Irgendwann konnte ich diese Panik auf ein gesundes Mittelmaß reduzieren und nun auf Respekt beschränken. Durch dieses Bewusstsein und  das Wissen, dass ich gesichert bin, kann ich jetzt willentlich über diese Angstgrenze hinausgehen, weil ich weiß, dass die Konsequenz nicht der tödliche Absturz ist. Und das ist das, was ich in meinen Vorträgen vermitteln möchte, weil sich eigentlich die wenigsten Menschen Gedanken darüber machen, ob ihre Ängste gerechtfertigt sind oder einen vernünftigen Grund haben. Wir haben Angst vorm Fliegen, vor Spritzen oder Spinnen.. Wenn man aber drüber nachdenkt, ist Fliegen nicht gefährlich, Spritzen sind meistens hilfreich und Spinnen sind zumindest in unseren Breitengraden nicht giftig. Es gibt also keinen rationalen Grund, vor diesen Sachen Angst zu haben. Ich finde, das dieses Bewusstsein uns viel Sicherheit gibt, wenn wir erkennen, dass die Angst nur in unserem Kopf existiert und nicht in der Realität. Das gitl auch für das Slacklinen, denn hier empfindet man eine Riesenangst. 

 

Worauf freust du dich dieses Jahr besonders? 

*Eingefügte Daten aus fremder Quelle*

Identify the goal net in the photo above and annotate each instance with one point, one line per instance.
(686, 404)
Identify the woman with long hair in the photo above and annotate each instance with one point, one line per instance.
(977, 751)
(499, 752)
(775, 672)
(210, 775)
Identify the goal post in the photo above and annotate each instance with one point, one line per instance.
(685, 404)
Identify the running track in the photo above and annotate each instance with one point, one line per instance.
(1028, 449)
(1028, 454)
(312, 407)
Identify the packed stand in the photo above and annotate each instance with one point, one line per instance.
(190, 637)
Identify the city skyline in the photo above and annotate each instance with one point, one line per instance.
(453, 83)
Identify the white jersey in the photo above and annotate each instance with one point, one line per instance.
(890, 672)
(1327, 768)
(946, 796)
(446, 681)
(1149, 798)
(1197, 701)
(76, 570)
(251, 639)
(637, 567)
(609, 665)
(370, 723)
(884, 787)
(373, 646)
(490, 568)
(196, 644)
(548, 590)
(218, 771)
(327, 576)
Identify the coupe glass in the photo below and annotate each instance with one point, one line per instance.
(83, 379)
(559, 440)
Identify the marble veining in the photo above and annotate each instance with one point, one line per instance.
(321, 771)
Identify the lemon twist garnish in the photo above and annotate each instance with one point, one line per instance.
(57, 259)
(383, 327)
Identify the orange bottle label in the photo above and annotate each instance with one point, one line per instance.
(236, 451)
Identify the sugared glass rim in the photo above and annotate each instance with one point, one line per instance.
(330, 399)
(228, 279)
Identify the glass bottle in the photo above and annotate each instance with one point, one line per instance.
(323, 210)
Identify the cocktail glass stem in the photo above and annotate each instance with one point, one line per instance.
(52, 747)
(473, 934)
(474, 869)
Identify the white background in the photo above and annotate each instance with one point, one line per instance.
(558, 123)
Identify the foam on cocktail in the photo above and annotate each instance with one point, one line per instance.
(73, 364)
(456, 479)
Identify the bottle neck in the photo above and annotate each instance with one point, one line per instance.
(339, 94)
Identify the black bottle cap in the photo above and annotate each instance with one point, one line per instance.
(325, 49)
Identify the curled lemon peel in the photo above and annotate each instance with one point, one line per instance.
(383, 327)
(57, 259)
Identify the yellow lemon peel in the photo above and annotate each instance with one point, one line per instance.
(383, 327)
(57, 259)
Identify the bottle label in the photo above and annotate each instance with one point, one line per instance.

Ich freue mich besonders darauf, im Juni, Juli und August noch einmal nach Chamonix zu gehen. Vor zwei Jahren hatte ich für das Seven-Summit-Projekt am Montblanc das erste Mal die Gelegenheit, diese Gebirgsregion näher kennenzulernen. Dort entdeckte ich das unendliche Potenzial für wirklich geniale Highlines und außerdem fantastische Gipfel, die alle relativ hoch und anspruchsvoll zu klettern sind. Letzten Sommer waren wir wieder dort, weil ich ein Projekt am Grand Capucin hatte, einem gigantischen Felsturm im Montblanc-Gebiet. Er gilt als der schwerste Normalweg der Alpen, wobei der leichteste Weg zum Gipfel eine 7+ ist, was allein aus Kletteraspekten schon fantastisch ist. Mein Ziel ist es, von diesem Turm eine Highline zu spannen. Es gibt dort auch eine ganz gute Möglichkeit, eine 200 Meter lange Line zu spannen. Wir haben es letztes Jahr bereits versucht, konnten es aber nicht schaffen, weil wir ein bisschen zu wenig Zeit hatten und auch den Aufstieg ein bisschen unterschätzt hatten. Wir waren zwar noch ein zweites Mal auf dem Capucin oben, haben die Highline aber schlussendlich nicht machen können. Hoffentlich klappt das diesen Sommer!

Da drücken wir dir alle die Daumen, dass es diesen Sommer klappt! Vielen Dank für deine Antworten, Lukas!